SENDGRID_MAIL_FROM : abc#gmail.com
SENDGRID_API_KEY :
Created following DAG.
import json
from datetime import timedelta, datetime
from airflow import DAG
from airflow.contrib.operators.bigquery_operator import BigQueryOperator
from airflow.contrib.operators.bigquery_check_operator import BigQueryCheckOperator
from airflow.operators.email_operator import EmailOperator
default_args = {
'owner': 'airflow',
'depends_on_past': True,
'start_date': datetime(2020, 3, 30),
'email': ['abc#gmail.com'],
'email_on_failure': True,
'email_on_retry': True,
'retries': 2,
'retry_delay': timedelta(minutes=5),
}
schedule_interval = "05 23 * * *"
dag = DAG(
'DAG_NAME',
default_args=default_args,
schedule_interval=schedule_interval
)
# Config variables
BQ_CONN_ID = ""
BQ_PROJECT = ""
BQ_DATASET = ""
## Task 1
t1 = BigQueryCheckOperator(----)
## Task 2
t2 = BigQueryCheckOperator(----)
## Task 3
t3 = BigQueryOperator(----)
t4 = EmailOperator(
task_id='send_email',
to='abc#gmail.com',
subject='Airflow Alert',
html_content=""" <h3>Email Test</h3> """,
dag=dag
)
# Setting up Dependencies
t1>>t2>>t3>>t4
Am I missing anything? Please tell me what needs to be done, thanks.
Firstly, you need to check which versions of Composer and Sendgrid you are using.
For instance, the latest version of Sendgrid supported on airflow-1.10.3 is v5.6.0. You can refer to the the airflow's setup.py for what dependencies are installed for a specific airflow version.
I recommend you to check the instructions for setting up Sendgrid with Cloud Composer once again. Make sure of a few things:
You set up the environment variables as the guide says, to configure Sendgrid as your email server, you need to obtain your SENDGRID_API_KEY (have you generate it with right permission? At a minimum, the key must have Mail send permissions to send email) and SENDGRID_MAIL_FROM(is the structure correct? noreply-composer#) as environment variables.

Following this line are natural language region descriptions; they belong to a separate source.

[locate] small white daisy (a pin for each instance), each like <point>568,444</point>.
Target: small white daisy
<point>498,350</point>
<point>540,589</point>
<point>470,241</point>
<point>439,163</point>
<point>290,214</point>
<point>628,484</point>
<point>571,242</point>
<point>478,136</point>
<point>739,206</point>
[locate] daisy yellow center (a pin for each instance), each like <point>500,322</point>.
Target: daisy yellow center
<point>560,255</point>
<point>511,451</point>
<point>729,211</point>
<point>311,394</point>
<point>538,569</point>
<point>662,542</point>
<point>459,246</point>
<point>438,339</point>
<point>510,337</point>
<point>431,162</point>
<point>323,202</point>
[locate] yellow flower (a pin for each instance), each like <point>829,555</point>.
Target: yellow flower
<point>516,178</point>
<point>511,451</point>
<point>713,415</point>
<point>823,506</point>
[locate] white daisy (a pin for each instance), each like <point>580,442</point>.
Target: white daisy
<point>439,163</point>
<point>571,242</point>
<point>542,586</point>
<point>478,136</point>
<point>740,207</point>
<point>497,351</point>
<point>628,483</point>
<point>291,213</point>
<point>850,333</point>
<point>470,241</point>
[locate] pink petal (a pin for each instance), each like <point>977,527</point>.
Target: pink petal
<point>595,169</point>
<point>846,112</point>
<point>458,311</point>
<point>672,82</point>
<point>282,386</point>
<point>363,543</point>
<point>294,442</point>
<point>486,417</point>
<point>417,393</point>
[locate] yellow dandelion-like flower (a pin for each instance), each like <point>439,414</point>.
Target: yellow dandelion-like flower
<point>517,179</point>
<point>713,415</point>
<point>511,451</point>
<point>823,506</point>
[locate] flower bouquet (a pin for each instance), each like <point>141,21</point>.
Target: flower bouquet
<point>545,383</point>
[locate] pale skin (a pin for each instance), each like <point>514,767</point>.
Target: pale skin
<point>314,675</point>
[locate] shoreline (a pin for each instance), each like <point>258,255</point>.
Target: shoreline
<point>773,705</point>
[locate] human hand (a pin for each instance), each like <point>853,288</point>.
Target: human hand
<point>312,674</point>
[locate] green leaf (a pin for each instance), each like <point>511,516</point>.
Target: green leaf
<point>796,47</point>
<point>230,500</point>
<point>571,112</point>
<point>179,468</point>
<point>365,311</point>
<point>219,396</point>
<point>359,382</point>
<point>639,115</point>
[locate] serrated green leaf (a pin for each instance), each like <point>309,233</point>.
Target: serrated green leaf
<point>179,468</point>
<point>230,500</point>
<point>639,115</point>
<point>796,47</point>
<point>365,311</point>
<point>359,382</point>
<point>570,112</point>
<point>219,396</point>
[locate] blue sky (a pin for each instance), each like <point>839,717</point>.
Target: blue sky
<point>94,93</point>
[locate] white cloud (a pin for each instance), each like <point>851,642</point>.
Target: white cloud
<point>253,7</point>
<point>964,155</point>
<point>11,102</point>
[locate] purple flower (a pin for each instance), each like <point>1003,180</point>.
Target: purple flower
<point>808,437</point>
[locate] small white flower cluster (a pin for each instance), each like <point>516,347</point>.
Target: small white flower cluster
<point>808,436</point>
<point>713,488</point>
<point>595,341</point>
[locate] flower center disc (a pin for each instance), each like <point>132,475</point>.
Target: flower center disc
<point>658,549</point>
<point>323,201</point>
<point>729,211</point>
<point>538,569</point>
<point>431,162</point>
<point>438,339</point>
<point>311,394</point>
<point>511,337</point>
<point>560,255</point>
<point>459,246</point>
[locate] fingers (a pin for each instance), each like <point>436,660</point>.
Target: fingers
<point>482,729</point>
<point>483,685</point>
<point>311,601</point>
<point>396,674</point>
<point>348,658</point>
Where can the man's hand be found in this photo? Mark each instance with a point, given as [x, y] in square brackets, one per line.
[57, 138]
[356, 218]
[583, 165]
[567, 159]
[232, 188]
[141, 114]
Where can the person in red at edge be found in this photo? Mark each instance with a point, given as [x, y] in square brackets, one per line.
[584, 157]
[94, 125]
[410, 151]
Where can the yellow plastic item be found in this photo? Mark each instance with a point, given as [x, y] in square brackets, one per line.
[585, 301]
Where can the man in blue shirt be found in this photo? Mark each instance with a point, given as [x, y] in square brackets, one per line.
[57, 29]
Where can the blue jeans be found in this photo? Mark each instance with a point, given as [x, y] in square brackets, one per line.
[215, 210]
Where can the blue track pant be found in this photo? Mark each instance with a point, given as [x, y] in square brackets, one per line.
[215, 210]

In your airflow.cfg file, check if email_backend variable is set to use Sendgrid:
email_backend = airflow.contrib.utils.sendgrid.send_email
Try sending a test DAG, as the guide says, for example you can use this:
from airflow import DAG
from airflow.operators.email_operator import EmailOperator
from airflow.operators.bash_operator import BashOperator
from airflow.utils.dates import days_ago
default_args = {
'owner': 'name.surname',
'start_date': days_ago(1),
'email_on_failure': True,
'email': ['name.surname#company.com'],
}
dag = DAG(
'mail-test',
schedule_interval='#once',
default_args=default_args,
)
send_mail = EmailOperator(
task_id='sendmail',
to='name.surname#company.com',
subject='TEST Mail from Cloud Composer',
html_content='Mail Contents',
dag=dag,
)
failed_bash = BashOperator(
task_id='run_bash',
bash_command='exit 1',
dag=dag,
)
send_mail >> failed_bash
Additionally, please check the spam filter in your email client. If that continues to fail, I'd then start suspecting a firewall rule (if you have edited them) may be causing the issue.
Let me know about the results. I hope it helps.